Chris Aniszczyk, CTO of the Cloud Native Computing Foundation
“Increasing the number of technical professionals certified in Kubernetes is important for any organization to improve efficiency, reduce downtime, and deliver higher quality software,” said Chris Aniszczyk, CTO of the Cloud Native Computing Foundation. 

According to Chris Aniszczyk, the CTO of the CNCF, increasing the number of technical professionals certified in Kubernetes is essential for organizations to improve efficiency, reduce downtime, deliver higher quality software, and provide a better end-user experience. The Linux Foundation’s CKA certification and CoRise’s AI-powered edtech platform would help tens of thousands of professionals acquire the DevOps and Kubernetes skills they need to propel their careers forward.

Each course would blend best-in-class online learning technologies, allowing each cohort to work on projects led by industry experts, attend live and recorded weekly instructor-led sessions, interact with instructors, and obtain personalized AI-driven support. CoRise instructors, including Sourabh Bajaj, Co-founder and CTO, CoRise; Jamie Duncan, GCP & App Transformation Customer Engineer, Google; and Gari Singh, Product Manager, Google Cloud, Google, will bring extensive real-world experience to their classes.

Free Course: DevOps Crash Course

Enrollment is now open for the first course in the series, DevOps Crash Course, which is free.
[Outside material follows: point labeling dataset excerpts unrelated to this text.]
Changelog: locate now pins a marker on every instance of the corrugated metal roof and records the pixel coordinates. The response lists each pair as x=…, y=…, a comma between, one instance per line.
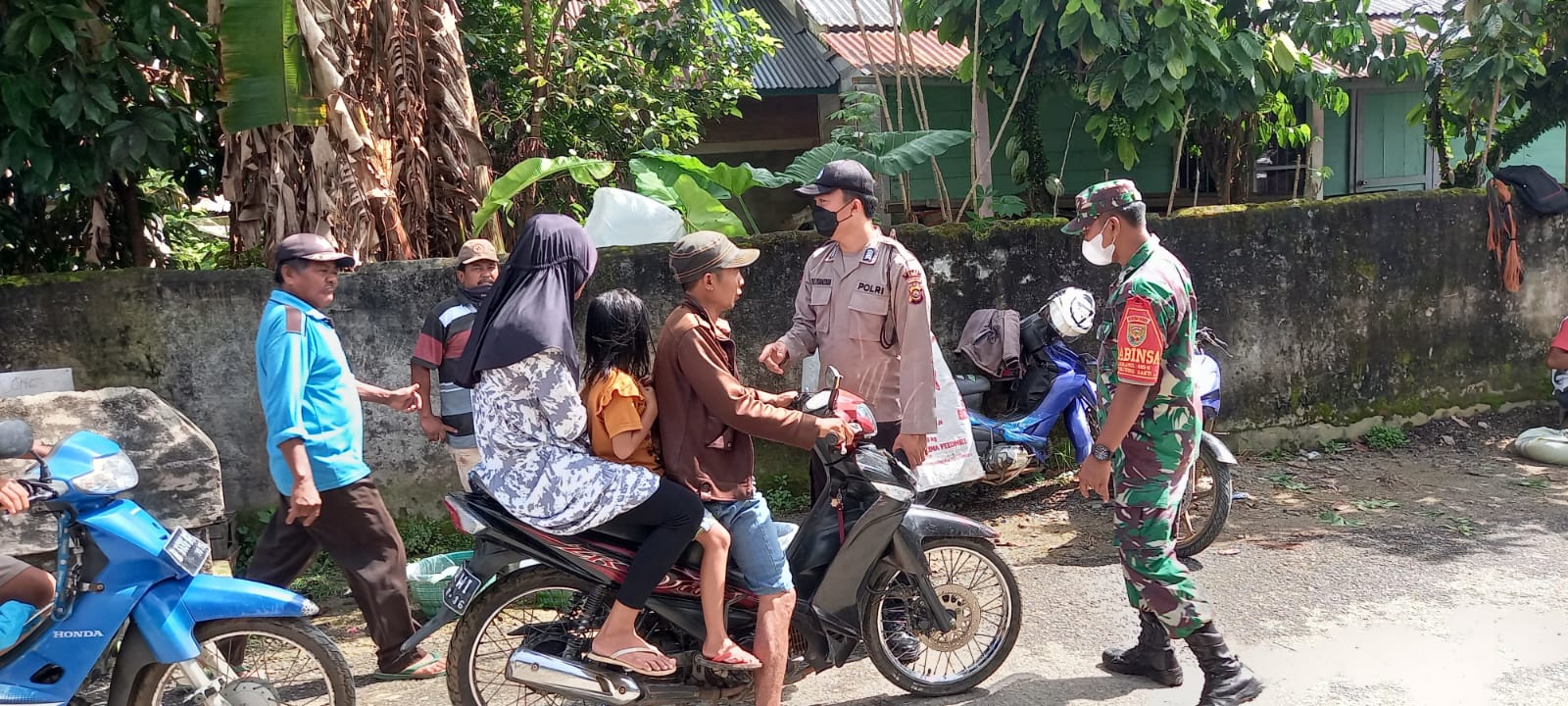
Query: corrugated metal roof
x=1393, y=8
x=1380, y=27
x=924, y=52
x=841, y=13
x=800, y=63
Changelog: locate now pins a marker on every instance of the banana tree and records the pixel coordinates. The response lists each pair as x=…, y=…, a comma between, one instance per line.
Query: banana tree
x=658, y=175
x=885, y=153
x=350, y=118
x=529, y=173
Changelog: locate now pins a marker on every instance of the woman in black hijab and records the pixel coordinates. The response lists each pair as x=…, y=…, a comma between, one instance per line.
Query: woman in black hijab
x=529, y=420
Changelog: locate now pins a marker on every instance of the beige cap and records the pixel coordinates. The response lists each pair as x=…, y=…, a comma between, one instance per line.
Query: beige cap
x=705, y=251
x=477, y=250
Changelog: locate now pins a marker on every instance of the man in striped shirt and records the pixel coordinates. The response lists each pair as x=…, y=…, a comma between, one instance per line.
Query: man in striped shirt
x=439, y=347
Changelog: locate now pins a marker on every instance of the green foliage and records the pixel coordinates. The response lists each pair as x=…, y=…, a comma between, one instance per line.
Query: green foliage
x=90, y=102
x=1387, y=438
x=533, y=170
x=619, y=77
x=781, y=496
x=1479, y=59
x=1142, y=65
x=658, y=175
x=266, y=78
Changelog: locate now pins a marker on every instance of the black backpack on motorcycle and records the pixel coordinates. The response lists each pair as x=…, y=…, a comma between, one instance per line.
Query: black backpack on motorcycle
x=1536, y=188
The cohort will begin on June 12th and run for two weeks. Enrollment will open shortly for the follow-on courses, which will cost $400 individually or $1,000 as part of a CoRise annual subscription that provides access to more than 40 courses.

CoRise recommends that prospective students have some experience with command lines and containers. While some programming experience is recommended, it is not required. Students looking to gain experience prior to enrolling should review the Linux Foundation’s free training catalog.

The Linux Foundation was founded in 2000 and is supported by more than 1,000 members. It is the world’s leading home for collaboration on open source software, open standards, open data, and open hardware. Linux Foundation’s projects are critical to the world’s IT infrastructure, including Linux, Kubernetes, and Node.js, among others. The Linux Foundation’s methodology focuses on leveraging best practices and addressing the needs of contributors, users, and solution providers to create sustainable models for open collaboration.

The CNCF hosts critical components of the global technology infrastructure, including Kubernetes, Prometheus, and Envoy. Cloud-native computing empowers organizations to build and run scalable applications with an open-source software stack in public, private, and hybrid clouds. The CNCF brings together the industry’s top developers, end-users, and vendors and runs the largest open-source developer conferences globally. Supported by more than 800 members, including the world’s largest cloud computing and software companies, as well as over 200 innovative startups, the CNCF is part of the nonprofit Linux Foundation.

CoRise claims that its completion rate is 78%, and 95% of trainees report having acquired abilities that will be useful in their current positions. CoRise was established by early workers of Coursera Julia Stiglitz, Sourabh Bajaj, and Jacob Samuelson and is supported by Greylock Partners, GSV Ventures, and Cowboy Ventures.